国内外の作家が国際性豊かな展示 まちなか周遊で陶都の風情満喫
◇湖南・甲賀/信楽
まちなかをフィールドミュージアムにした多彩なアートフェスティバル「信楽まちなか芸術祭」が十月一日から十一月二十三日までの約二か月間、陶都・信楽で開催される。信楽トリエンナーレ実行委員会(甲賀市と県、信楽町観光協会などで構成)の主催。三年に一度のやきものの祭典で、今年が初めての開催となる。
同芸術祭は、日本を代表する六古窯(信楽、瀬戸、常滑、越前、丹波立杭、備前)の関係者が一堂に集まるオープニングイベント「日本六古窯サミット」を皮切りに、期間中、文化施設やまちなかの展覧会、窯元周遊などで観光客約二十万人を呼び込み、信楽焼の芸術性の高さをアピールする。
会場は、県立陶芸の森をメーンに、窯元が集まる長野地区、信楽焼の全体像を紹介する伝統産業会館、ミホ・ミュージアムの四会場のほか、茶の産地・朝宮地区や紫香楽宮跡でも関連事業が実施される。
この中で陶都ならではの風情が体感できるのは、「長野・まちなか」会場だ。古いたたずまいの迷路のような小路をそぞろ歩きすれば、登り窯や陶器工場といった独特の風景に出会える。
同会場で催される信楽まちなか陶芸展は、窯元散策エリアの遊休工場、倉庫、古民家、空き店舗を活用して、陶芸を中心にして国内外の作家たちが、国際性豊かな作品を展示する。
また、まちなか周遊イベントは、市民ガイド同行による周遊巡回コースを設定し、観光客はガイドマップを片手に散策路の途中にある窯元やショップを巡り、高原のまちを体感する。
また期間中は、窯元が特別公開され、日頃見ることのできない信楽焼の製造過程も見学できる。
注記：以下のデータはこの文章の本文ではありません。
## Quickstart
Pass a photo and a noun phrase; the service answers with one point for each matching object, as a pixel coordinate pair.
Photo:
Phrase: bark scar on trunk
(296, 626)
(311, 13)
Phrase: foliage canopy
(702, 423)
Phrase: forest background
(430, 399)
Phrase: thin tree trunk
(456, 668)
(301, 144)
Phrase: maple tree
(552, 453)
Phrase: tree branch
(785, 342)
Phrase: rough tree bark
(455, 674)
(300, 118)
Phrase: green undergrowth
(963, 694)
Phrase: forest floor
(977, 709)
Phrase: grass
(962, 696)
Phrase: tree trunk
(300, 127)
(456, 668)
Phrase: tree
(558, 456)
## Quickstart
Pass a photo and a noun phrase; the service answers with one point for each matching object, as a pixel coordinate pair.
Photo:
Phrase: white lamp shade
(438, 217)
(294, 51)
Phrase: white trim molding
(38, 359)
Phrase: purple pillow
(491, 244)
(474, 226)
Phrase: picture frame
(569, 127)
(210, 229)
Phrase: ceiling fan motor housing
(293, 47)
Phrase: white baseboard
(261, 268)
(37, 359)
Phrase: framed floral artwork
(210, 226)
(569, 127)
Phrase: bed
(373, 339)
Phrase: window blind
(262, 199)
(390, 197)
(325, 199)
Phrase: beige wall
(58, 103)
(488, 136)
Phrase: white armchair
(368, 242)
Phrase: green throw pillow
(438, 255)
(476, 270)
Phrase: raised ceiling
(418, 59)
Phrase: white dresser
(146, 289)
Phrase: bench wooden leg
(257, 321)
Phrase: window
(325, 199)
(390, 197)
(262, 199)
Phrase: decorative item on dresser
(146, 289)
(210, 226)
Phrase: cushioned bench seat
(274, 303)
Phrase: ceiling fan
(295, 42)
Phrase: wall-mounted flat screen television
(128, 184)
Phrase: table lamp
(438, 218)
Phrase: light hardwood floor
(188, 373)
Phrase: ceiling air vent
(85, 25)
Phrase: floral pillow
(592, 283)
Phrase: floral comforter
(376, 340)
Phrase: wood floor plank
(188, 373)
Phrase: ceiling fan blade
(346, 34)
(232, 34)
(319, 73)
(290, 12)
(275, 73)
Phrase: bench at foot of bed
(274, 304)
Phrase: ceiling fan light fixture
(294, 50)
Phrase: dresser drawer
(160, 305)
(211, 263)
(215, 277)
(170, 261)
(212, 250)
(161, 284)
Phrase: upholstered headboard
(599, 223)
実行委員会の森井久次氏(甲賀市産業経済部次長)は「手づくりの芸術祭でもてなしの心を通じて、焼きものやまちなかの風情、食べ物、人の良さを知ってもらい、一人でも多くの信楽ファンをつくりたい」と意気込んでいる。
なお、このほかの主な事業は次の通り。
▽「ライフ・セラミックス展」=陶芸の森で開催。国内外からデザイナーを招き、環境(エコ)をテーマに新商品を開発、展示する。
▽「朝宮茶関連事業」=やきものと茶をテーマにイベント。
▽「紫香楽宮関連事業」=紫香楽宮跡で国内で初めて出土した万葉歌木簡や信楽の歴史をウォーキングイベントを通じて紹介。
▽「陶器市」=陶器市やセラミックアートマーケットなど。
▽「県立陶芸の森」=信楽焼をテーマにした特別展を開催する。
▽「ミホ・ミュージアム」=日本六古窯をテーマにした特別展。